CHAPTER THIRTY-EIGHT
Caleb parks on a quiet street near town behind a car that is similar to the one he’s driving right down to the color, and climbs out. He tightens his jacket around him and blows into his hands. Octavia is staring at him through the window, the juice box in her hand. Katy is watching too. There are wisps of fog, only just a few, up high around the bulbs of the streetlights. It takes him a minute to use the pocketknife he found in the glove compartment to unscrew each plate. He puts the old ones on the other car, hoping the owner won’t immediately notice. He remembers from his old life that when you had to take something apart, or fix something, there would always be one screw that would be way too tight and the head of it would strip away, making it useless.

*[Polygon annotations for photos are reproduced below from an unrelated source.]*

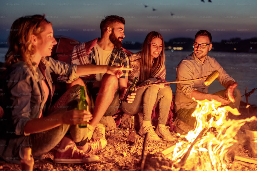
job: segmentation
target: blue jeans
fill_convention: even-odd
[[[213,94],[221,96],[224,97],[224,93],[226,91],[225,89],[214,93]],[[233,95],[235,99],[235,101],[234,103],[231,102],[226,106],[230,106],[232,108],[236,108],[237,109],[239,107],[240,102],[241,101],[241,93],[240,91],[237,88],[236,88],[234,91]],[[221,106],[222,107],[224,106]],[[195,110],[196,107],[191,109],[180,108],[178,110],[177,112],[177,117],[176,120],[180,120],[186,124],[194,126],[195,123],[196,122],[195,117],[193,117],[192,114]]]
[[[57,109],[50,114],[63,112],[74,109],[77,106],[80,95],[80,85],[76,85],[68,90],[52,107]],[[67,103],[65,102],[68,102]],[[82,141],[87,137],[87,128],[79,128],[77,125],[63,124],[53,129],[29,136],[30,144],[34,157],[40,157],[53,148],[67,133],[69,133],[75,143]]]
[[[153,78],[149,78],[139,86],[153,83],[157,80]],[[153,108],[157,100],[159,101],[160,112],[159,123],[166,124],[172,100],[172,91],[170,87],[167,86],[159,89],[158,87],[152,85],[139,89],[135,92],[136,95],[133,103],[123,102],[121,106],[123,111],[134,115],[142,110],[143,120],[151,120]]]

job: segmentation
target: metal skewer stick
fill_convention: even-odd
[[[209,85],[213,81],[214,81],[218,77],[219,75],[219,72],[217,71],[214,71],[209,75],[203,77],[199,78],[195,78],[195,79],[188,79],[186,80],[181,80],[181,81],[170,81],[169,82],[160,82],[158,83],[152,83],[149,84],[147,84],[144,85],[136,87],[136,89],[141,88],[143,87],[147,87],[154,84],[170,84],[172,83],[182,83],[183,82],[187,82],[190,81],[197,81],[197,80],[205,80],[205,81],[204,82],[204,84],[206,85]]]
[[[201,78],[195,78],[195,79],[188,79],[186,80],[181,80],[180,81],[170,81],[169,82],[160,82],[160,83],[152,83],[151,84],[147,84],[146,85],[145,85],[140,87],[137,87],[136,89],[138,89],[139,88],[142,88],[143,87],[147,87],[147,86],[150,86],[154,84],[170,84],[172,83],[183,83],[183,82],[187,82],[190,81],[197,81],[198,80],[202,80],[205,79],[207,78],[209,76],[206,76],[205,77],[201,77]]]

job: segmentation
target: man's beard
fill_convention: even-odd
[[[119,38],[123,39],[123,38],[122,37],[120,37],[118,38],[116,38],[115,35],[113,33],[113,32],[112,32],[109,36],[109,39],[111,42],[114,45],[114,46],[118,49],[120,49],[122,47],[122,43],[119,40]]]

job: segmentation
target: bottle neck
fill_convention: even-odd
[[[135,116],[131,116],[130,118],[130,128],[131,129],[134,129],[134,128],[135,126]]]

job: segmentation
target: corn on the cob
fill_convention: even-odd
[[[207,78],[206,78],[204,82],[204,84],[208,86],[211,84],[214,80],[217,78],[219,73],[218,71],[214,71],[211,75],[210,75]]]

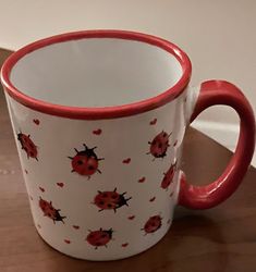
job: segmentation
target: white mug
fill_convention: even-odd
[[[126,258],[162,238],[175,205],[211,208],[236,189],[254,152],[252,108],[223,81],[192,89],[191,72],[175,45],[123,30],[58,35],[7,60],[1,81],[33,219],[49,245]],[[196,187],[180,169],[182,143],[212,104],[236,110],[241,135],[224,173]]]

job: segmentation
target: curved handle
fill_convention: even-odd
[[[224,81],[209,81],[200,86],[191,122],[214,104],[233,108],[240,116],[240,137],[235,152],[221,176],[206,186],[193,186],[181,177],[179,205],[191,209],[212,208],[230,197],[241,184],[249,166],[255,148],[255,119],[242,91]]]

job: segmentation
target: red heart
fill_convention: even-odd
[[[135,215],[131,215],[127,218],[129,220],[134,220],[135,219]]]
[[[40,121],[38,119],[33,119],[33,122],[36,124],[36,125],[39,125],[40,124]]]
[[[127,158],[127,159],[123,160],[123,163],[129,164],[130,162],[131,162],[131,158]]]
[[[156,125],[156,123],[157,123],[157,119],[154,119],[153,121],[150,121],[150,125]]]
[[[45,191],[45,189],[42,188],[42,187],[39,187],[39,189],[44,193]]]
[[[58,186],[60,186],[61,188],[64,186],[63,183],[57,183]]]
[[[156,197],[153,197],[149,199],[150,202],[155,201],[156,200]]]
[[[142,178],[139,178],[137,182],[138,183],[144,183],[146,181],[146,177],[145,176],[143,176]]]
[[[100,128],[93,131],[93,134],[95,135],[100,135],[102,131]]]

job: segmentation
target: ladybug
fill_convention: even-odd
[[[132,198],[126,198],[124,197],[124,195],[126,194],[119,194],[117,193],[117,188],[114,188],[113,191],[100,191],[98,190],[98,195],[95,197],[94,199],[94,203],[100,208],[99,211],[102,210],[113,210],[114,212],[117,212],[117,209],[121,208],[122,206],[129,206],[127,201]]]
[[[76,154],[74,157],[69,157],[71,159],[72,171],[76,172],[80,175],[90,176],[97,171],[101,174],[101,171],[98,169],[98,161],[103,160],[103,158],[98,159],[97,154],[95,153],[95,149],[97,147],[88,148],[84,144],[85,150],[78,151],[75,148]]]
[[[170,146],[169,145],[169,137],[171,134],[168,134],[166,132],[159,133],[153,141],[148,141],[150,145],[148,154],[151,153],[154,156],[154,159],[156,158],[163,158],[167,156],[167,149]]]
[[[107,247],[107,244],[112,239],[113,230],[102,230],[99,231],[89,231],[89,234],[86,237],[86,240],[97,249],[98,247]]]
[[[53,220],[53,223],[56,224],[56,221],[61,221],[64,224],[63,219],[65,219],[66,217],[61,217],[60,215],[60,209],[54,209],[51,201],[48,202],[47,200],[42,199],[40,197],[39,199],[39,207],[44,212],[45,217],[48,217],[49,219]]]
[[[154,215],[148,219],[142,231],[145,232],[145,235],[148,233],[155,233],[157,230],[161,227],[161,218],[160,215]]]
[[[21,143],[22,149],[26,152],[27,159],[34,158],[37,159],[37,147],[31,139],[31,135],[26,135],[23,133],[17,134],[17,140]]]
[[[168,189],[175,174],[175,169],[176,169],[176,161],[175,163],[171,164],[167,173],[164,173],[164,177],[162,178],[162,182],[161,182],[161,188]]]

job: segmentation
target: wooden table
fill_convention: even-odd
[[[0,50],[0,63],[9,54]],[[37,235],[23,183],[5,101],[0,91],[0,271],[256,271],[256,170],[249,168],[237,193],[219,207],[178,207],[171,231],[155,247],[112,262],[89,262],[59,254]],[[224,137],[224,135],[223,135]],[[216,178],[232,153],[190,128],[183,169],[195,184]]]

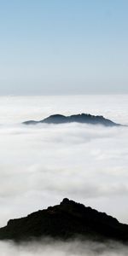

Every two-minute job in his life that required the use of a tool became a thirty-minute ordeal.
But not this time. Even the two of the eight screws that are rusted come away without much effort. He’ll take that as an omen. And why not? He’s owed some good omens. The doctor stays quiet in the trunk.
He gets back into the car. This all should have been over by now. He fucked up last night. He should have paced himself, ignored that asshole from town who paid for Ariel, just gotten into his car and gone door-to-door like a salesman, selling the people responsible for all of this a death that was long overdue.
He wanted to finish it in the slaughterhouse, but the reality is he can finish it on the side of the road if he has to.
Judge Latham-if he had to choose to let one of the two slide, it would be him. The judge made a decision on the facts presented to him. He believed the defending lawyers and the doctor-he deserves to be punished, and maybe in another life that will happen.